Wichtige Neuerungen gegenüber früheren Leitlinien

In der Forschung wird Lärm zunehmend als Ursache für diverse gesundheitliche Risiken erkannt. Dazu zählen in erster Linie Herz-Kreislauf-Erkrankungen, aber auch Diabetes, Fettleibigkeit und psychisches Wohlbefinden. Der Gesundheitsschutz rückt somit stärker in das Blickfeld. Daraus abzuleiten sind verstärkte politische Maßnahmen zum Lärmschutz. Die aktuellen Richtlinien sind quellenspezifisch aufgebaut, d.h. die Lärmbelastung wird für Verkehrslärm, Windkraftanlagen oder Freizeitlärm unterschiedlich bewertet. Man verzichtet auf eine Lärmbewertung im Innenraum, da durch das unterschiedliche Dämmmaß von Bauteilen keine einheitlichen Vorgaben möglich sind. Die Leitlinien enthalten je nach Lärmquelle Empfehlungswerte für den Tag (Day), für den Abend (Evening) oder für die Nacht (Night). So gilt beispielsweise im Falle von Windkraftanlagen ein 24-Stunden-Wert (L den = day, evening, night) als Vorgabe. Konkret werden nur Mittelwerte angegeben. In Bezug auf Spitzenwerte, Einzelereignisse oder Impulslärmexpositionen sieht die WHO-Kommission die Gesetzgeber in den Mitgliedsländern in der Verpflichtung, entsprechende Vorgaben zu veranlassen.

Unterscheidung in "starke Empfehlung" oder "bedingte Empfehlung"
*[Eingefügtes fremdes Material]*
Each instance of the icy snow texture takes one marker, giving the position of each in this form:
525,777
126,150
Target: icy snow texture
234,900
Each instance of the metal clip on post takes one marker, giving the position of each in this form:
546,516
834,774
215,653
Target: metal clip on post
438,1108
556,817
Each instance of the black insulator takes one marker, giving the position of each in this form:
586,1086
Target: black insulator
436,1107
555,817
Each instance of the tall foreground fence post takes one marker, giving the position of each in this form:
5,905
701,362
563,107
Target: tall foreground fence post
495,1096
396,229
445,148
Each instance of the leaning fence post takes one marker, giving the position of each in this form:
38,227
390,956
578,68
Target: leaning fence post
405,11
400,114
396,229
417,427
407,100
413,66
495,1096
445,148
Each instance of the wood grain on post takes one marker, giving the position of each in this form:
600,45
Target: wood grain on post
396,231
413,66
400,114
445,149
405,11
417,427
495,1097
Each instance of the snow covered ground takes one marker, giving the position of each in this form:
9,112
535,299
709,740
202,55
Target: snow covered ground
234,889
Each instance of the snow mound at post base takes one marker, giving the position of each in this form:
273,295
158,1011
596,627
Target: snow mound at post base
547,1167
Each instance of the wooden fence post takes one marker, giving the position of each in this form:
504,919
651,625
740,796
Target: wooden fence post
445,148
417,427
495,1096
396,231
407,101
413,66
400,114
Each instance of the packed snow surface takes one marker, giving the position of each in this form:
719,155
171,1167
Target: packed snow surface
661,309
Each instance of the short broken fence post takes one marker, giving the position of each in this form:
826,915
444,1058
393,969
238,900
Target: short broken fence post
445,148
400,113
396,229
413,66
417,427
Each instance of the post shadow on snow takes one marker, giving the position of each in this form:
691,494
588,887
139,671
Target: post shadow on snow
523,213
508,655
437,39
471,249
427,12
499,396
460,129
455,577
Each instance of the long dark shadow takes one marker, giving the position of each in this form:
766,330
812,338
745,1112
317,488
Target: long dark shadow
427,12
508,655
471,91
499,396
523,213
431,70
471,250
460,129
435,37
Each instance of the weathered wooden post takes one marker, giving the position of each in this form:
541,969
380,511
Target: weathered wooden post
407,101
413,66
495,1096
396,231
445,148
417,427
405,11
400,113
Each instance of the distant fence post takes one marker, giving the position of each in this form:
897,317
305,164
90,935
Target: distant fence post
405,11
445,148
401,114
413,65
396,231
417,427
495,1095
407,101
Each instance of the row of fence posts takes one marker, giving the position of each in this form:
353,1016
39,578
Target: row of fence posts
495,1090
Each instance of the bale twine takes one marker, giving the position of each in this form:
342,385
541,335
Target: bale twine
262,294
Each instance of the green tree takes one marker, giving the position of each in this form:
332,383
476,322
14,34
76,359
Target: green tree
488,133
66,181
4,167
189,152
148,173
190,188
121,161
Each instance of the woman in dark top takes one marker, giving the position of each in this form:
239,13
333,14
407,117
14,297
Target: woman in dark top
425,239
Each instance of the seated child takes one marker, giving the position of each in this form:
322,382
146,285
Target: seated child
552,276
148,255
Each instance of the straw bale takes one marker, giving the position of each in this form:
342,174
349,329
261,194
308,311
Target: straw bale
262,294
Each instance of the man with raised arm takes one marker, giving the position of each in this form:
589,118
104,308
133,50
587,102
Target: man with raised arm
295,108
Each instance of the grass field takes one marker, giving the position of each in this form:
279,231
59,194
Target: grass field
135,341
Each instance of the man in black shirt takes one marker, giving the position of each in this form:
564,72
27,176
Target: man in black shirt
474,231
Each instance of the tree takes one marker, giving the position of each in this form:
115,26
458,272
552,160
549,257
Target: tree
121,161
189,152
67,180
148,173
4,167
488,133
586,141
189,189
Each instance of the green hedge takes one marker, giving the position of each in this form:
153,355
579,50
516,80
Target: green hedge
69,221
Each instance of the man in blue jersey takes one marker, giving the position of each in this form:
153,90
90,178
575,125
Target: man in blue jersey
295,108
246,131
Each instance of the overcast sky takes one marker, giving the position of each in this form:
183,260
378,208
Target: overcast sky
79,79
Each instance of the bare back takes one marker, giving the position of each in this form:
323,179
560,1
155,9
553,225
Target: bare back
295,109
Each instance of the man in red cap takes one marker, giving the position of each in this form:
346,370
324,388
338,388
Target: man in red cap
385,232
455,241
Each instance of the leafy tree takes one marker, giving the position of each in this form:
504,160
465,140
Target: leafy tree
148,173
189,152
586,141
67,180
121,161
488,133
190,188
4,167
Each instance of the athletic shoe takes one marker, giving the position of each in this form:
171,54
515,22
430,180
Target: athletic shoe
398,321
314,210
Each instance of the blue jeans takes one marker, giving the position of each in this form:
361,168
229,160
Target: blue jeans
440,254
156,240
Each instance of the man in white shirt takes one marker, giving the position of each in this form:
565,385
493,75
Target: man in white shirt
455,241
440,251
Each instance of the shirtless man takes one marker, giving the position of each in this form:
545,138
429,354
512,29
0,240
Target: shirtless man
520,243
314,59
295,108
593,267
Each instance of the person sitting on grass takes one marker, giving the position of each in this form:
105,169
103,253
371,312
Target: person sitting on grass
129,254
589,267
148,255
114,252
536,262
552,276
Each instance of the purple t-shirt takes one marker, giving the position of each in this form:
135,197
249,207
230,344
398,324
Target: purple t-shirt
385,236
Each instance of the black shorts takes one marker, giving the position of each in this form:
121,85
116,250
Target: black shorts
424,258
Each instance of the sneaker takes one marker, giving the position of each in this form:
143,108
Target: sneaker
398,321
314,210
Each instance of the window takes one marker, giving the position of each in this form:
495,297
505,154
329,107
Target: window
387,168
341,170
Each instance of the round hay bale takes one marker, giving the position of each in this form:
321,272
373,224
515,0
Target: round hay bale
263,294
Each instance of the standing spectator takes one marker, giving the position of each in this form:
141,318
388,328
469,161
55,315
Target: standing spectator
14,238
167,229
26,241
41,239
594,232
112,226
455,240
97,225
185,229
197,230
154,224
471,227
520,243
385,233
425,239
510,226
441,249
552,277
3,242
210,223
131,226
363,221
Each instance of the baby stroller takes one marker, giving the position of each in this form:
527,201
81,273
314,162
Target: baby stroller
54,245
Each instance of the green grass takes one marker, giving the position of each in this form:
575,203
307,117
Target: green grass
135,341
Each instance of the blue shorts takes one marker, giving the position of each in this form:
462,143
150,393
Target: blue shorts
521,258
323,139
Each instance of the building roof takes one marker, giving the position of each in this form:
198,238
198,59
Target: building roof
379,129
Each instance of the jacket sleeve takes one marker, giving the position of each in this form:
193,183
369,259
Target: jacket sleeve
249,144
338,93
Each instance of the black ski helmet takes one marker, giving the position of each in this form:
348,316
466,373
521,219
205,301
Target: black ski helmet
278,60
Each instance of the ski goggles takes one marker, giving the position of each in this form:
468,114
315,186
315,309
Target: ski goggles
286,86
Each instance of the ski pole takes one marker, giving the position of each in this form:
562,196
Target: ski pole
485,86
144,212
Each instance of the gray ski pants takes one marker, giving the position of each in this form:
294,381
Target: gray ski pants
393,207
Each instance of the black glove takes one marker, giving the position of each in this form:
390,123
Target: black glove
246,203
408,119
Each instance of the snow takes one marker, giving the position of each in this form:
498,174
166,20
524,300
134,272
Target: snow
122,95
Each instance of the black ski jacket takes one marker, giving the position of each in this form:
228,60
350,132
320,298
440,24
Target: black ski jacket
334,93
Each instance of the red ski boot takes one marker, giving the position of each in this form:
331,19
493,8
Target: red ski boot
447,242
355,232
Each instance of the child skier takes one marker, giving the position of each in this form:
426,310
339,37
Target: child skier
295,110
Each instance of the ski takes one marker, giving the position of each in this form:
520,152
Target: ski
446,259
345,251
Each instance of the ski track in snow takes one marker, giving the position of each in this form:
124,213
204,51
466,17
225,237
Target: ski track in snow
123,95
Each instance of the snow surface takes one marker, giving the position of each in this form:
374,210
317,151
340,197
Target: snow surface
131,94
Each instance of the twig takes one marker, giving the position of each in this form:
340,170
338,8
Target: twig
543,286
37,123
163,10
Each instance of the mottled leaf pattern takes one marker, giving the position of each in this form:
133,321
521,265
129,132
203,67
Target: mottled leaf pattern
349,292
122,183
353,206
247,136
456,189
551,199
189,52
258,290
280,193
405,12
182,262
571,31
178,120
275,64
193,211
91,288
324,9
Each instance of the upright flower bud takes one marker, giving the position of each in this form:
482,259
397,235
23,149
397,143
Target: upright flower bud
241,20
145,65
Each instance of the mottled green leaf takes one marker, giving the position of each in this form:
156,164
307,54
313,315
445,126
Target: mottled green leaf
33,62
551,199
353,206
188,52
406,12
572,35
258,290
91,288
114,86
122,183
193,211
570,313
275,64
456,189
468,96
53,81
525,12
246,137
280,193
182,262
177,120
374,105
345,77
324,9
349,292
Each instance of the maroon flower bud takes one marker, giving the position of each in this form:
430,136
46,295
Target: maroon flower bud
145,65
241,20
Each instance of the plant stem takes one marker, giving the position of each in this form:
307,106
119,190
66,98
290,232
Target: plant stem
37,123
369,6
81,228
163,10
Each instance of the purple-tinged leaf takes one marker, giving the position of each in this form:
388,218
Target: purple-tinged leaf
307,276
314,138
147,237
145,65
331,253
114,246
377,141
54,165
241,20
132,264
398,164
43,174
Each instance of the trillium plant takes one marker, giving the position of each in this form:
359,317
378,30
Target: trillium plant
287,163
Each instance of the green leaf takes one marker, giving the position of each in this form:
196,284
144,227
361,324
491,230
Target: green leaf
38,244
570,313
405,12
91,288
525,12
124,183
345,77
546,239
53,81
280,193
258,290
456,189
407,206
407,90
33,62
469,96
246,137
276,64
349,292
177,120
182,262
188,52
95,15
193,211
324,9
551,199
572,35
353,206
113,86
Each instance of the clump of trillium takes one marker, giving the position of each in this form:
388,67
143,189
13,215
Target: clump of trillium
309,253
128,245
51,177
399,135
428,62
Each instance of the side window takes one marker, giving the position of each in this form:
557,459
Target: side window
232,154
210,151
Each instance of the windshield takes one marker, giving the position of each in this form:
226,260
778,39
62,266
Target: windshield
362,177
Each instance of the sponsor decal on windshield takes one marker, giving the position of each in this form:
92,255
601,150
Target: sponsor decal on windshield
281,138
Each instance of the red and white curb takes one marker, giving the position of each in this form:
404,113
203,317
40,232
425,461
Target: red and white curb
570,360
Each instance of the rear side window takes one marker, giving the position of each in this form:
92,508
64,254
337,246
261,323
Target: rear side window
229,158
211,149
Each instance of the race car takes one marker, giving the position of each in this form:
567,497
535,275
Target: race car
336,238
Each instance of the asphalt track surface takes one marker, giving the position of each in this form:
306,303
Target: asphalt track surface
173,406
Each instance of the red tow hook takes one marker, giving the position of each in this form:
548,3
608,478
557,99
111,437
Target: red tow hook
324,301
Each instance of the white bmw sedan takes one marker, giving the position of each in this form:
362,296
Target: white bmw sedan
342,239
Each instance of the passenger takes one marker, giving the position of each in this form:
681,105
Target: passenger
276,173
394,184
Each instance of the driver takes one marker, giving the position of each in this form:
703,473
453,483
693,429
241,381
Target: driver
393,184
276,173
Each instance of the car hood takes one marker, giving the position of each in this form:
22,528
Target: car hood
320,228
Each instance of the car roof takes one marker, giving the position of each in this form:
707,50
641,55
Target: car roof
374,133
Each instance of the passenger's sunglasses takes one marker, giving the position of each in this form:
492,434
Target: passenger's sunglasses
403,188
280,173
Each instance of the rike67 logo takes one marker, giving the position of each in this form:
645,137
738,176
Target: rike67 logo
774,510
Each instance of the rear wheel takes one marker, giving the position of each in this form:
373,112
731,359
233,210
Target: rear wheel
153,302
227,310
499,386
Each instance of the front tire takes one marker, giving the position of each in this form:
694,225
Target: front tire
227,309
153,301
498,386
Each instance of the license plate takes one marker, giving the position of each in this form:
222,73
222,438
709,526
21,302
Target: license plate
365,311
Für einzelne Lärmereignisse liegen ausreichende Kenntnisse vor, um eine „starke Empfehlung“ abzugeben. Diese Vorgaben der Kommission könnten von den einzelnen Ländern direkt übernommen werden. Dies trifft zu, wenn beispielsweise umfangreiche Forschungsarbeiten in einem Fachbereich vorliegen und eindeutige Zusammenhänge zwischen Lärm und gesundheitlichen Beschwerden aufzeigen. So spricht die WHO-Kommission für Bahnlärm die starke Empfehlung aus, einen Tagesmittelwert von 54 dB und einen Nachtmittelwert von 44 dB einzuhalten. Hingegen wird für die Lärmquelle "Windkraftanlagen" nur die bedingte Empfehlung für einen 24-Stunden-Mittelwert von 45 dB Lden ausgesprochen. Im Fall von Windanlagen sind Berichte von gesundheitlichen Störungen bekannt, aber die Studienlage sei nicht ausreichend, um eine starke Empfehlung auszusprechen. Andererseits erfordert eine bedingte Empfehlung einen politischen Entscheidungsprozess in den einzelnen Ländern und eine umfassende Debatte unter Einbeziehung von verschiedenen Interessensgruppen.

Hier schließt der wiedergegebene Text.